Mit der Präzision eines Drum-Computers feuerte er die Silben auf die Beats und wechselte spielend zwischen Gesang und Rap, so nonchalant, dass alle, die ihn hörten, danach zu wissen glaubten: Wir haben ihn gefunden. Nemo – den nächsten Schweizer Rap-Star. Den Nächsten in der Liga Lo & Leduc.
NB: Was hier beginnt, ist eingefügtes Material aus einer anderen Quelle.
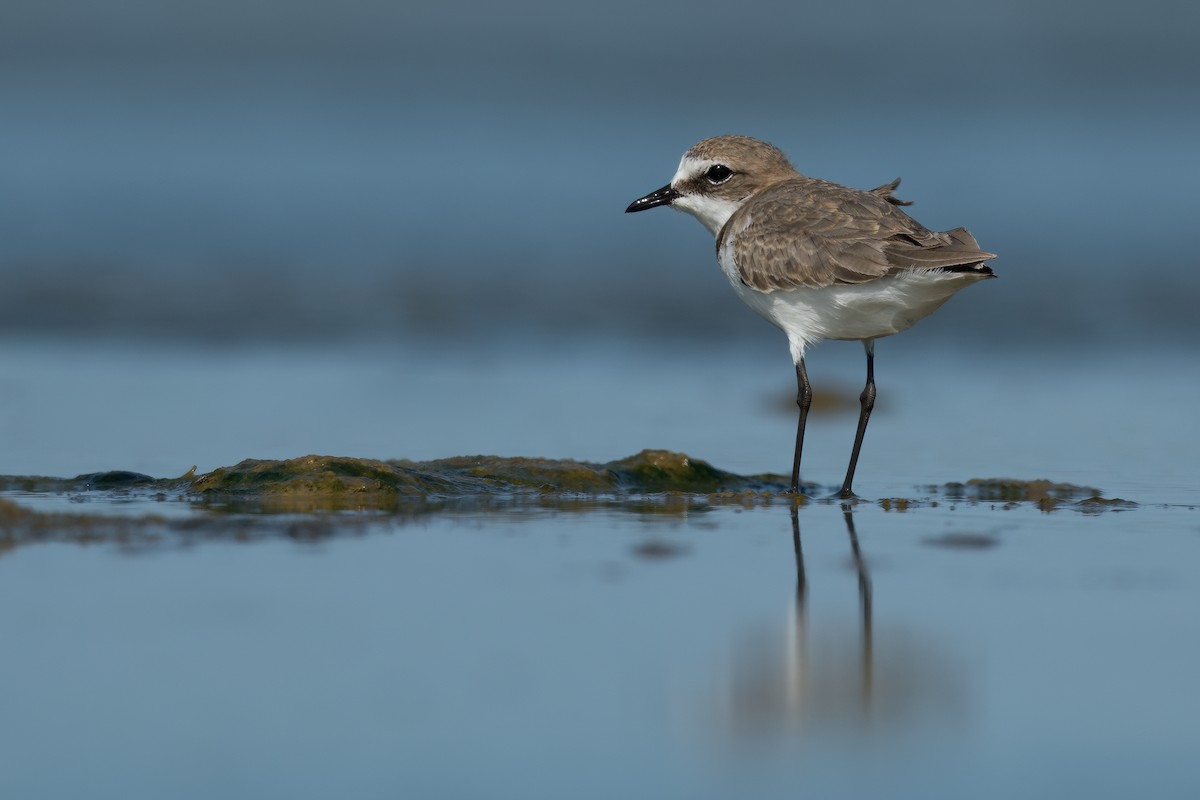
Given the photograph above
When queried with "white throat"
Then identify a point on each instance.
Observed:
(712, 211)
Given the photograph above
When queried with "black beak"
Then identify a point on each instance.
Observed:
(664, 196)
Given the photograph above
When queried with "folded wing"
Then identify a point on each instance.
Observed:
(811, 233)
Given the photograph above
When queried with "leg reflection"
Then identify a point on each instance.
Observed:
(864, 602)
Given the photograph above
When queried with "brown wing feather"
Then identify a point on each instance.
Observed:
(811, 233)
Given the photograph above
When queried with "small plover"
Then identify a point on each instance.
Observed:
(817, 259)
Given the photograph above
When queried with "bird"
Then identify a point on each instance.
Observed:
(817, 259)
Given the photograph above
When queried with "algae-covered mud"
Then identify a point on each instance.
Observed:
(293, 498)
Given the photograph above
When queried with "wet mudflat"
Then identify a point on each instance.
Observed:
(664, 644)
(580, 617)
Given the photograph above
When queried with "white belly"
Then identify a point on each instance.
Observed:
(862, 311)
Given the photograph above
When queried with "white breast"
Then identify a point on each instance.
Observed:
(862, 311)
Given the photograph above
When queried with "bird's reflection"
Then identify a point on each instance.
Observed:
(865, 667)
(829, 678)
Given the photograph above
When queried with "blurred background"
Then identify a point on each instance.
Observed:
(267, 170)
(209, 209)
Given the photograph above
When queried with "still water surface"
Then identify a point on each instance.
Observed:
(971, 651)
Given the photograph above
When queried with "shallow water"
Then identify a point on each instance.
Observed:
(995, 653)
(599, 648)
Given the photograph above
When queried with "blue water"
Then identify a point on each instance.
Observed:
(540, 656)
(257, 229)
(229, 172)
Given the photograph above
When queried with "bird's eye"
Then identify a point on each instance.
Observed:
(718, 174)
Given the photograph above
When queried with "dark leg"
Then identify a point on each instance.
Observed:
(867, 401)
(804, 400)
(802, 584)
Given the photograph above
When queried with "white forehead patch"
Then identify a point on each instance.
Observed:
(689, 168)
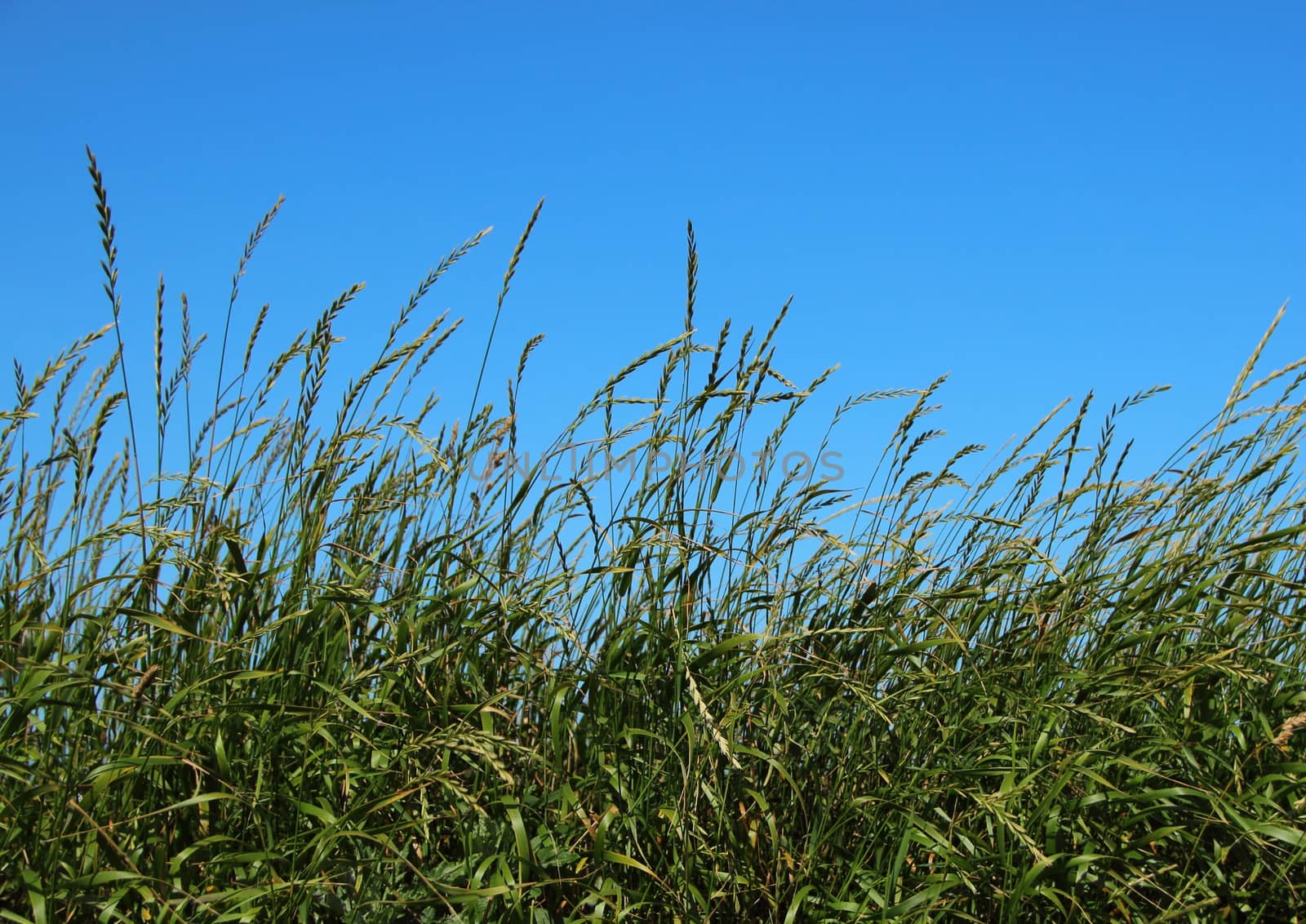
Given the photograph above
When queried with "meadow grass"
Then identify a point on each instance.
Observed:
(348, 664)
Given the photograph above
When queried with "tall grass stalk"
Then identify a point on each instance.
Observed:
(350, 664)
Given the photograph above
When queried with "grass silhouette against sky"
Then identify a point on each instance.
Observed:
(1038, 202)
Ein halbes Jahr später sitzt Nemo Mettler, mittlerweile 17, in einem Zürcher In-Restaurant und sieht immer noch sehr jung aus. Nemo hat sich eine Cola bestellt und sagt, als er den Vergleich mit Leduc zum ersten Mal hörte, habe er googeln müssen, welcher von Lo & Leduc nun Leduc sei. Mittlerweile weiss er es, denn Nemo ist beim selben Label untergekommen. Bakara Music, eines der erfolgreichsten Schweizer Labels der letzten Jahre. Label-Chef Martin Geisser hat unter anderem auch Lo & Leduc, Steph La Cheffe und Pablo Nouvelle unter Vertrag.
«Es haben sich viele Labels für mich interessiert», sagt Nemo. Aber irgendwie habe keines gepasst. «Die wollten alle immer, dass ich zu ihnen komme. Nach Zürich oder Luzern oder Bern. Martin ist der Einzige, der nach Biel gereist ist. Das ist irgendwie bezeichnend. Hier kann ich machen, was ich will.»
Was Nemo nicht will: verheizt werden. Erst einmal eine EP mit fünf Songs. Titel «Momänt-Kids». Dann weiterschauen. Das ist nicht mit Halbherzigkeit zu verwechseln. Nemo setzt kompromisslos auf Musik. Vor einem Jahr entschied er sich, eine Woche vor Antritt einer Kochlehre ganz auf die Musik zu setzen. «Ich fühlte mich schlecht dabei, aber mir war plötzlich klar: Lehre und Musik kollidieren.»
Ähnlich genaue Vorstellungen hat er auch von seiner Musik. «Mir gefällt das Poppige.» Ein Satz, den so nicht viele in der Schweizer Raplandschaft formulieren würden, weil Pop in dieser dogmatischen Szene oft mit Verrat an den Idealen des Hip-Hops gleichgesetzt wird.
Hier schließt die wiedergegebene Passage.